これでは、教科書的説明で終わってしまうので、津賀社長、楠見新社長、片山栄一常務の発言した「キーワード」に基づき、新たにスタートするパナソニックのコーポレートガバナンスの狙いと課題を整理しておきたい。

まずは、津賀社長が強調したキーワードである「専鋭化」についてである。

「事業領域を絞り込み、高い専門性を持ち、社会やお客様に対して、他社には真似ができない(事業を通じて、人々の暮らし、社会の発展に貢献し続ける)より深いお役立ちを果たす」ことを津賀所長は「専鋭化」と表現し、次のように続ける。

各事業に大胆な権限委譲を

「今回の体制変更により、各事業には大胆な権限委譲を行い、自主責任経営を徹底します。持ち株会社は専鋭化する事業を全社視点で迅速かつ的確に支援し、事業の専鋭化を加速します。さらに、新しい成長事業を創出し、グループ全体の企業価値を高めます。競合相手は誰なのか、その競合相手が利益を出しているのならば、なぜ自分たちは利益が出ないのか。足元をきっちりと見て、やるべきことをしっかりとやる。専鋭化した結果、シナジーを活かしたい」

持ち株会社のデメリットとして指摘されているのが、現場重視の経営という日本企業の競争力が衰えるのではないか、という懸念である。この点について、津賀社長は「手触り感」というキーワードを使い、この懸念を否定した。
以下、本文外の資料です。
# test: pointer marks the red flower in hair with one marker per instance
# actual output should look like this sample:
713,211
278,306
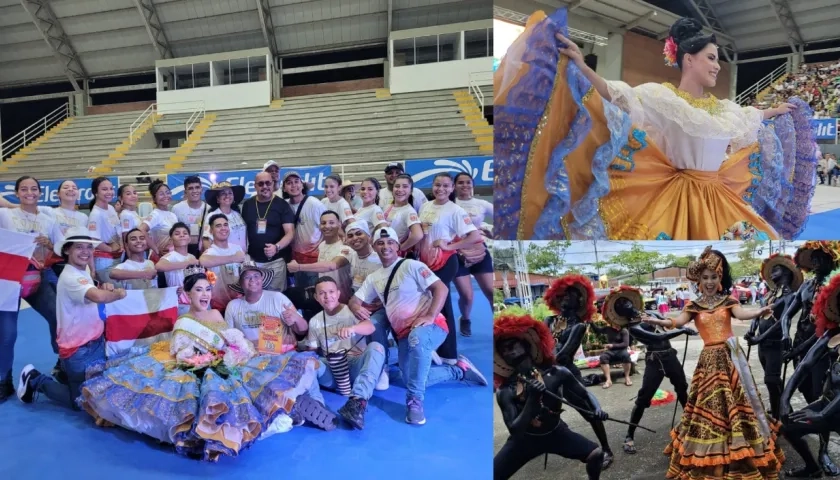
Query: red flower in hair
821,306
558,289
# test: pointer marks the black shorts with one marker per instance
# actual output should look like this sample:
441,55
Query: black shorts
615,356
484,266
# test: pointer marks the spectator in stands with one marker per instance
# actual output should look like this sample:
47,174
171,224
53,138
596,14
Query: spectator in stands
402,216
371,212
225,198
129,218
135,273
192,211
307,219
104,224
392,171
334,201
413,298
270,225
35,288
479,211
223,259
447,228
158,224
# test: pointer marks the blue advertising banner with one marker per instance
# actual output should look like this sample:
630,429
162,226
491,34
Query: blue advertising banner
49,191
316,175
424,171
825,128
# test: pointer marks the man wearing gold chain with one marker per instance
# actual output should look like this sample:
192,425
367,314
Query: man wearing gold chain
580,157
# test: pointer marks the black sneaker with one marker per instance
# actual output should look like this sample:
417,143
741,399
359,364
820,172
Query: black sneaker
466,327
314,412
59,374
26,392
354,412
414,412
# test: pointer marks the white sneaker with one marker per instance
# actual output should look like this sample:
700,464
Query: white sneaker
384,382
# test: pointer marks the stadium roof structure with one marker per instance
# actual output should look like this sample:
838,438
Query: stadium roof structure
45,41
742,25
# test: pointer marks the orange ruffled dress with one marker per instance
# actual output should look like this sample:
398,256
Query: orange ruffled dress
651,163
724,432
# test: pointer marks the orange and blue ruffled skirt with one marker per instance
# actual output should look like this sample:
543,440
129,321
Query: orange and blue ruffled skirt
569,165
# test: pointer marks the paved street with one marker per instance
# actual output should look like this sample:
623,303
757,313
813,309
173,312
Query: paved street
649,463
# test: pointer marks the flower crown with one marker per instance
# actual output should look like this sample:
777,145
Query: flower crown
670,52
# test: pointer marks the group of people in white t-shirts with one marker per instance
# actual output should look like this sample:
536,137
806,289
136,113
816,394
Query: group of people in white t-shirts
340,274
「新たな(事業会社)パナソニック株式会社のトップを、(持ち株会社)パナソニックホールディングスの役員が兼務することは、今回の思想から考えればありえません」としながらも、「事業会社ごとに取締役会を置き、ホールディングスの役員が頻繁に議論に参加し、現場に足を運ばなければ(現場に触れて知る)『手触り感』が持てない。手触り感を担保しなければ、この形(新しいコーポレートガバナンス=持ち株会社化)は回らないだろう」と力説する。

片山常務は津賀社長の「手触り感」をフォローする形で「薄皮」というキーワードで、持ち株会社と事業会社間の風通しのよさを強調した。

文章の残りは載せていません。